HT: What do the teachers aim at with the different courses offered at the school?
A: Our staff is highly varied. It is made up by teachers with many years experience at the school and by others who are very young and graduated from the academy recently. However, despite our large differences, we all pursue the same thing and share one aim: that students graduate with the tools and preparation they need for their careers.
HT: What do you try to offer your classes, specifically?
A: Currently, I work with Julio Cesar Moracen, teaching sculpture to first year students. From the start, we try to get them to read, to prepare them to become Cuban artists, persistent and not naive. We want for them to become professionals, always critical of their work and, most importantly, hard workers.
HT: Where can we see the school work they do?
A: Students at San Alejandro have many priviliges.
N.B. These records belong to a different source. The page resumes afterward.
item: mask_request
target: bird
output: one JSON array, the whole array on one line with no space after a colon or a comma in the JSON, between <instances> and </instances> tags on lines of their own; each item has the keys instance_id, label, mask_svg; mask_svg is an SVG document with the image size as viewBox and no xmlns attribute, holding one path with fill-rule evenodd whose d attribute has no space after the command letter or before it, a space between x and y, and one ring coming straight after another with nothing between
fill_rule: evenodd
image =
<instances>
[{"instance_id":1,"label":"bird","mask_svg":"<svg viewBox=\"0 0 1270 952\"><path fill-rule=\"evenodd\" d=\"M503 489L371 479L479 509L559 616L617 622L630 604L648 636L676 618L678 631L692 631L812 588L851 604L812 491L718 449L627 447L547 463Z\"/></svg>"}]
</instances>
The Ludwig Foundation is one of the venues that displays student work through exhibitions, conferences and other types of events. There’s also the Covarrubias gallery of the National Theater, the Provincial Arts Center (on the intersection of Luz and Oficios, Old Havana) and some municipal galleries.
There’s also a project headed by Profesor Pulido, in the low-income neighborhood of Dionisia, Vedado. There, students do public art, setting up sculptures made of alternative and recycled materials.
Of course, the academy is also a venue for student exhibitions, though now the galleries we have are underused, lacking regular programming, and students seldom have access to them to exhibit their works.
HT: At what stage of their artistic career, in your experience, do students of San Alejandro find themselves upon graduation?
A: During all of their courses, students at San Alejandro have a certain amount of contact with the real world of the Cuban artist as, just like their colleagues, they are faced with a creative process limited by material shortages and a lack of exhibition spaces. This contributes to their formation.
But, it’s like everything else. Some take advantage of their education, others do not.
HT: What’s missing in San Alejandro?
A: More activity, more interaction with the public. It lacks a more ambitious plan. It needs to become more professional and connect with the world, continue updating its programs of studies, to be on a par with the world’s best art academies.